Und wie hat die Szene auf deinen Wechsel zu Team ROCCAT reagiert?
Vielen war gar nicht bewusst, dass ich so lange für Mousesports gespielt habe und dementsprechend war das Feedback der Community sehr positiv; zum einen wegen meiner langjährigen Loyalität und zum anderen, dass ich dem eSport auch jetzt weiterhin treu bleibe.

Wie viel Zeit hast du in deiner Karriere dem Vollzeit-Zocken gewidmet?

Unterschiedlich. Es gibt Tage, an denen sehr wenig gespielt wird, weil man keine Lust hat, oder weil keine Turniere anstehen. Man kann sich das ja selber einteilen.
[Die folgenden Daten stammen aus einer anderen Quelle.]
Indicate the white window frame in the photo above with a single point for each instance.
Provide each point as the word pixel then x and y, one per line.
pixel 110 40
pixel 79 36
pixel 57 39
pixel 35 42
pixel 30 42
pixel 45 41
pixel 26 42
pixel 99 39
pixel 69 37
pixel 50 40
Es gibt also kein Teamtraining? Ich hab mal gehört, in Korea würde da nach äußerst strengen Regeln in den Mannschaften gearbeitet.

Richtig, koreanische Vollzeitspieler machen es eine ganze Ecke professioneller, die wohnen wirklich in Teamhäusern und haben einen festen Plan: Morgens aufstehen, frühstücken, bis abends spielen—dann gibt es Abendessen, vielleicht zwei Stunden Freizeit und dann geht man ins Bett und macht am nächsten Tag das Gleiche. Bei Mousesports war das anders. Aber ich habe mich schon viel mit dem Spiel beschäftigt—wenn Turniere anstehen, schon so zehn bis zwölf Stunden pro Tag.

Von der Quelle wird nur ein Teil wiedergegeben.